Possible QTc prolongation.

Patient Information

  • Advise patient to read patient information leaflet before starting therapy and with each refill.
  • Review dosing schedule and prescribed length of therapy with patient.
  • Tablets
  • Advise patient that medication can be taken with a full glass of water without regard to meals, but to take with food if GI upset occurs.
  • Advise patient that if a dose is missed, to take it as soon as remembered. However, if it is nearing the time for the next dose, advise patient to skip the dose and take the next dose at the regularly scheduled time.
  • Advise patient to take moxifloxacin 4 h before or 8 h after sucralfate, antacids containing magnesium or aluminum, didanosine-buffered tablets or pediatric powder, or other products containing iron or zinc.

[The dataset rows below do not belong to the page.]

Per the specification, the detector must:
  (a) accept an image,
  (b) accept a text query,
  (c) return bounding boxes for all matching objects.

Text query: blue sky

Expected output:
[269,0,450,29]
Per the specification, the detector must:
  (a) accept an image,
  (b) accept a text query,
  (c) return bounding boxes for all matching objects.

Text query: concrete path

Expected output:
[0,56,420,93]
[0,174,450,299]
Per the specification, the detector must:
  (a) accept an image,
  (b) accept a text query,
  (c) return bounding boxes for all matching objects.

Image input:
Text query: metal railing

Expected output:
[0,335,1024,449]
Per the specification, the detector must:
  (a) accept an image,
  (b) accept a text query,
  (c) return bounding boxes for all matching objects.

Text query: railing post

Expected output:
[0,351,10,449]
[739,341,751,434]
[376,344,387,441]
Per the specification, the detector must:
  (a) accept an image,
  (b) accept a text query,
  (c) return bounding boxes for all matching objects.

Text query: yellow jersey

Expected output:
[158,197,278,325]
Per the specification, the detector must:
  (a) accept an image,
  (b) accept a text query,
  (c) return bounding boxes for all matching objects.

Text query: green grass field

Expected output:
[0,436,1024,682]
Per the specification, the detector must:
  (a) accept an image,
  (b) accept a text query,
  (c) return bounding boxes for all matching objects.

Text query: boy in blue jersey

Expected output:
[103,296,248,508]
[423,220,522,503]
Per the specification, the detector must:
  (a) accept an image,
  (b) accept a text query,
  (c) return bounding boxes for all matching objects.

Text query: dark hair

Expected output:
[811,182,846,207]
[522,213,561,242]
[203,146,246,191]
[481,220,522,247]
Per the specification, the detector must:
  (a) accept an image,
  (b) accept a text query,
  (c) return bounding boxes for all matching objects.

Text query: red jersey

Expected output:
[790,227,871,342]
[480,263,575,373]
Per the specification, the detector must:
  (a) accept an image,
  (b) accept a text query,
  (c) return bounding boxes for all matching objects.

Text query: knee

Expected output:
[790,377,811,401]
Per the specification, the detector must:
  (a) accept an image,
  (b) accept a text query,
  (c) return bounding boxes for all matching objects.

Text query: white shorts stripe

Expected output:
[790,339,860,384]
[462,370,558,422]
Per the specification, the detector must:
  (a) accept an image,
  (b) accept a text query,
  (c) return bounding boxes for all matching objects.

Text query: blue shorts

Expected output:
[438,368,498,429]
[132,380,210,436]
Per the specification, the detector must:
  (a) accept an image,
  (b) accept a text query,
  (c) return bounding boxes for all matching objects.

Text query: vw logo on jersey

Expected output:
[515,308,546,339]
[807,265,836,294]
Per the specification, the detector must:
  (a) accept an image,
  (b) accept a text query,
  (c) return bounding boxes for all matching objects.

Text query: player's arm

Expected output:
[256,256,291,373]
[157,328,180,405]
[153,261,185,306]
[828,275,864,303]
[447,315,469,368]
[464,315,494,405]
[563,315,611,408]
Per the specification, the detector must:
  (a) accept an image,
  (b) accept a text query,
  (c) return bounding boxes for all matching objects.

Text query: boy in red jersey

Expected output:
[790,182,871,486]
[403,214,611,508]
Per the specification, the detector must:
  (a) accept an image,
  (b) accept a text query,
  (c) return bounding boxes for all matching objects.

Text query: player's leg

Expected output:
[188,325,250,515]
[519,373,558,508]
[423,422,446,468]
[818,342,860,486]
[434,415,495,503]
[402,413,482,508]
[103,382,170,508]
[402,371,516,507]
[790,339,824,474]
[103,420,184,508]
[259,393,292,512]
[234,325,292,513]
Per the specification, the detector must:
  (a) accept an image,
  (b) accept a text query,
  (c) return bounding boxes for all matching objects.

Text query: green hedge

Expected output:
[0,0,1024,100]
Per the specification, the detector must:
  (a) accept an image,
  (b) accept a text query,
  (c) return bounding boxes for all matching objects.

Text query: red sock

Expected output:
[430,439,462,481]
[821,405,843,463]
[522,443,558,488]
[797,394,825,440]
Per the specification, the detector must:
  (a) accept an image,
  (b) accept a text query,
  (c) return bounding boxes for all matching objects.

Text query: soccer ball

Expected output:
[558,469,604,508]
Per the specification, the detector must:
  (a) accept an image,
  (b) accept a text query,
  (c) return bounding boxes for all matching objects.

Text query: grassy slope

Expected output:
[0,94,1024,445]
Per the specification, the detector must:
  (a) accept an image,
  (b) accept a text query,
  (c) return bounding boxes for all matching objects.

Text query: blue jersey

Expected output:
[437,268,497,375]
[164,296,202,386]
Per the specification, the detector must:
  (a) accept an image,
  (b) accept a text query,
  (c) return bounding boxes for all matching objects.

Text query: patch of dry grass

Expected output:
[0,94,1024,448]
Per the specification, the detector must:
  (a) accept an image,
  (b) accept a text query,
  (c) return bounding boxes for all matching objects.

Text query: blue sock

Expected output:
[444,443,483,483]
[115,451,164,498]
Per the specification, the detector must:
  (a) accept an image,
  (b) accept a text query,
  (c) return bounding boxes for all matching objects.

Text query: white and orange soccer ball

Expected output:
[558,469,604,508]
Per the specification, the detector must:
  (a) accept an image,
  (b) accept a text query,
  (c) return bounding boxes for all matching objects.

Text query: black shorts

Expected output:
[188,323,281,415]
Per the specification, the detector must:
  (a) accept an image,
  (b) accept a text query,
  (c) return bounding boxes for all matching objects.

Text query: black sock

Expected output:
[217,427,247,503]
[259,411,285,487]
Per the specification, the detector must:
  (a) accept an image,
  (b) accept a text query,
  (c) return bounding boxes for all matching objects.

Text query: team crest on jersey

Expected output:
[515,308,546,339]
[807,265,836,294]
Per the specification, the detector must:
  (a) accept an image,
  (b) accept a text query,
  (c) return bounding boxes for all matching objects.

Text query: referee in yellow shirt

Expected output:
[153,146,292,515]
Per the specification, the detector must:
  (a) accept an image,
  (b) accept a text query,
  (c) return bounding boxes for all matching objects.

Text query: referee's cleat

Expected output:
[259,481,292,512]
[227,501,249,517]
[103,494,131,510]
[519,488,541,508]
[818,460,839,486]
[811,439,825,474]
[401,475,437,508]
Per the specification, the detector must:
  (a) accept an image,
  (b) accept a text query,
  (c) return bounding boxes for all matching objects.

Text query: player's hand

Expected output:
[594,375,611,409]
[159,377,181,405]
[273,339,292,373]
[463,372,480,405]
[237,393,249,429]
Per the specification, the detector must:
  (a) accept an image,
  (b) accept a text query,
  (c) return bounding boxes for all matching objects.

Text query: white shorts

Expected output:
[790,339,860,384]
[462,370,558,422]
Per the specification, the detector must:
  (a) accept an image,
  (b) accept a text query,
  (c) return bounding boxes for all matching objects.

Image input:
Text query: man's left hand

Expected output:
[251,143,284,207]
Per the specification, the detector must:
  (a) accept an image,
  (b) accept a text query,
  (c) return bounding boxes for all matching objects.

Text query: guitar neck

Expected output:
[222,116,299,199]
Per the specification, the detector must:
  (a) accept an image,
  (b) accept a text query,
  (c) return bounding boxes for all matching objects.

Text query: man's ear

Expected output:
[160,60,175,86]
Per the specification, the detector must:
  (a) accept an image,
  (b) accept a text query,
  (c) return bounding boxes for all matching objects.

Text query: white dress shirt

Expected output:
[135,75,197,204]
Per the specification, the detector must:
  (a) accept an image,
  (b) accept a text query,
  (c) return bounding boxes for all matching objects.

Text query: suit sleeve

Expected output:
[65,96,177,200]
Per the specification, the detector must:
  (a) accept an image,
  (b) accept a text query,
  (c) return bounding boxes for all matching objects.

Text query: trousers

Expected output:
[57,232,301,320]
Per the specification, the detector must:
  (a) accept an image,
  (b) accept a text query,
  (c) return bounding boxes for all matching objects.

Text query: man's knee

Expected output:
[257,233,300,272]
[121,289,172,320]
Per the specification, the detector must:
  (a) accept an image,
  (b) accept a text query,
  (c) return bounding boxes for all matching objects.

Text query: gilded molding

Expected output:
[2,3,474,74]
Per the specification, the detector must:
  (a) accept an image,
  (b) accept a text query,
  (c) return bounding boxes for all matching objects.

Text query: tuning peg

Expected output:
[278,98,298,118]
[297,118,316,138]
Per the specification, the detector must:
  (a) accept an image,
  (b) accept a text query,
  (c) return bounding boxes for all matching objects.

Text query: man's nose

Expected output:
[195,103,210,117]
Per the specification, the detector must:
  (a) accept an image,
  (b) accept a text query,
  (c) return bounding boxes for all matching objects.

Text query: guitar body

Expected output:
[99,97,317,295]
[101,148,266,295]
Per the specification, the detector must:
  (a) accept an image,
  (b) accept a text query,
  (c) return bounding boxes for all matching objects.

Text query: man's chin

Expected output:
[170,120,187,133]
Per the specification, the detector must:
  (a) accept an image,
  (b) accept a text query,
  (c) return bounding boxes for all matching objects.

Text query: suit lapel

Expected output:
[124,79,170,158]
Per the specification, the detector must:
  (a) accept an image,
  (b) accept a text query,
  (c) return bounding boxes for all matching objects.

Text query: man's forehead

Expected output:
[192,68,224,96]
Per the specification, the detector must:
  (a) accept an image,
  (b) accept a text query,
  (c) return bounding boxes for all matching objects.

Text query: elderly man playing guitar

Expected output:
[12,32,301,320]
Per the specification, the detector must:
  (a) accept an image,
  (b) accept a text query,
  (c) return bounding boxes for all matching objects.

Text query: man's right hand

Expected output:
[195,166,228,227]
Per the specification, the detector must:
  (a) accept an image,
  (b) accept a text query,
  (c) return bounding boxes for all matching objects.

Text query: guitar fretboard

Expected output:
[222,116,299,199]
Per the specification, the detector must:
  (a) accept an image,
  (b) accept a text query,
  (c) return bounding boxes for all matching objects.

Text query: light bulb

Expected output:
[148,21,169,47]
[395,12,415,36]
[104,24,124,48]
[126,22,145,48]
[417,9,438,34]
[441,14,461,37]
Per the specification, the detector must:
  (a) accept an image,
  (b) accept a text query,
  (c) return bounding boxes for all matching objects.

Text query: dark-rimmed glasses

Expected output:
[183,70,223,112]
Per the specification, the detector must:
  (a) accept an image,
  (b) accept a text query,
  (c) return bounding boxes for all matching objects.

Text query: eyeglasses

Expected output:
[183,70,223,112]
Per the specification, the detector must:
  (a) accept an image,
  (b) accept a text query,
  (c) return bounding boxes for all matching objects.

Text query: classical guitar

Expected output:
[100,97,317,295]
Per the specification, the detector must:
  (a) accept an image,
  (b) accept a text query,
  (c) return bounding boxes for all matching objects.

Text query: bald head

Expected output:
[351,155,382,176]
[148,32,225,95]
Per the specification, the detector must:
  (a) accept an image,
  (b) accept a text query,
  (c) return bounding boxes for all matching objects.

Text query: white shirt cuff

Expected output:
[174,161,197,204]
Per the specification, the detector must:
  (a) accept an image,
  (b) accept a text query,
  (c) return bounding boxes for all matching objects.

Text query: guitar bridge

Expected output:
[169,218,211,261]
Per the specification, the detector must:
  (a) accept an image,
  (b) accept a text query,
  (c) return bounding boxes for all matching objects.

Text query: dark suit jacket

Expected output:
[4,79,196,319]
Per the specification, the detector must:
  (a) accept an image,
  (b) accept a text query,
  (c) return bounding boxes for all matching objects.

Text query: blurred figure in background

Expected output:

  • Remind patient to complete entire course of therapy even if symptoms of infection have disappeared.
  • Advise patient to inform health care provider if infection does not improve or worsens.
  • Advise patient to discontinue therapy and contact health care provider immediately if fainting, hives, itching, pain, palpitations, rupture of tendon, shortness of breath, skin rash, or tenderness occur.
  • Advise patient to report the following signs of superinfection to health care provider: black, furry tongue; foul-smelling stools; vaginal itching or discharge; white patches in mouth.
  • Warn patient that diarrhea containing blood or pus may be a sign of a serious disorder and to seek medical care if noted, and not to treat at home.
  • Caution patient that drug may cause dizziness and light-headedness, and to use caution while driving or performing other tasks requiring mental alertness until tolerance is determined.
  • Advise patient to avoid unnecessary exposure to direct and indirect sunlight or tanning lamps, and to use sunscreen and wear protective clothing to avoid photosensitivity reactions during therapy. Advise patient to discontinue therapy and notify health care provider if any of the following occur after exposure to sunlight or artificial UV light (eg, sunlamp): blistering, itching, rash, redness, sensation of skin burning, swelling.
  • Ophthalmic Solution
  • Review prescribed dosing schedule with patient.
  • Teach patient proper technique for instilling eye drops: wash hands; do not allow dropper to touch eye. Tilt head back and look up; pull lower eyelid down and instill prescribed number of drops. Close eye for 1 to 2 min and apply gentle pressure to bridge of nose for 3 to 5 min. Do not rub eye.
  • Advise patient that if more than 1 topical ophthalmic drug is being used, to administer the drugs at least 5 min apart.
  • Inform patient that temporary blurred vision, eye itching, eye pain, or discomfort are the most common adverse reactions and to contact health care provider if they occur and are bothersome.
  • Advise patient to contact eye doctor if eye or eyelid inflammation is noted, or if eye symptoms do not improve or worsen.
  • Advise patient that the entire course of therapy must be completed to ensure max benefit and to complete full course of therapy even if symptoms have resolved.
  • Instruct patient not to wear contact lenses during treatment.
  • Injection
  • Advise patient that medication will be prepared and administered by a health care provider in a health care setting when oral therapy is not feasible, but that the patient will be switched to oral therapy when health care provider believes it is appropriate.